Review: The Night Walker

Copyright HAG ©2008

Director William Castle had a certain recipe for creating 1960s horror films that sold well but didn’t break the budget. It involved mixing…

  1. Limited special effects and settings
  1. Skilled actors on the downslope of their careers
  1. psychological horror as opposed to vibrant monsters and action.

All this is on full display in “The Night Walker.” To point one, the FX are spare and the settings are drawn from the Universal back lot. To point two, he used Barbara Stanwyck (most famous for the great noir thriller “Double Indemnity”) and Robert Taylor, both big former stars in the forties on the wane. (Taylor would die within five years of lung cancer, and he appears somewhat weathered here in the way that cigarette smokers often do.) To point three, the film is driven by a mystery, not flash and pomp or gore.

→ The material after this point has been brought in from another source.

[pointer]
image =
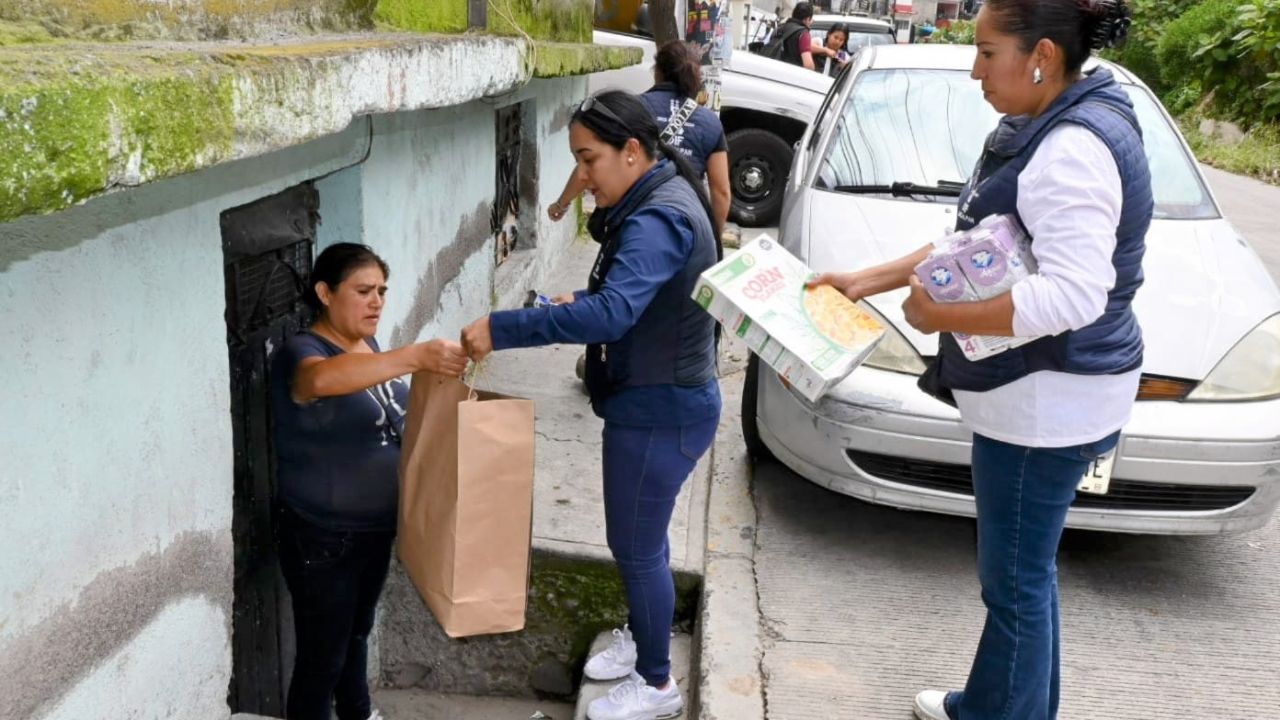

What’s the story here? Irene (Stanwyck’s character) is in a terrible marriage to a miserable blind millionaire. He dies, and she starts having strange dreams. But are they really dreams, or is reality merging with the world of our sleep? Her husband’s lawyer, played by Taylor, is determined to help her find out.

The twists and turns of the mystery got a little convoluted towards the end, but I did not see a lot of it coming. Well done!

There’s an interesting buried theme here. While her husband is alive, Irene dreams of a younger lover (in the implied but never shown way of films of this era.) This exploration of a women’s desires for younger men seems something we are still observing today.

The film has a terrific theme song, which, unfortunately, got repeated to the point of driving me batty. It was vaguely reminiscent of the theme song from the 1990s X-Men cartoon.

It’s a hokey movie at times, but a lot of fun.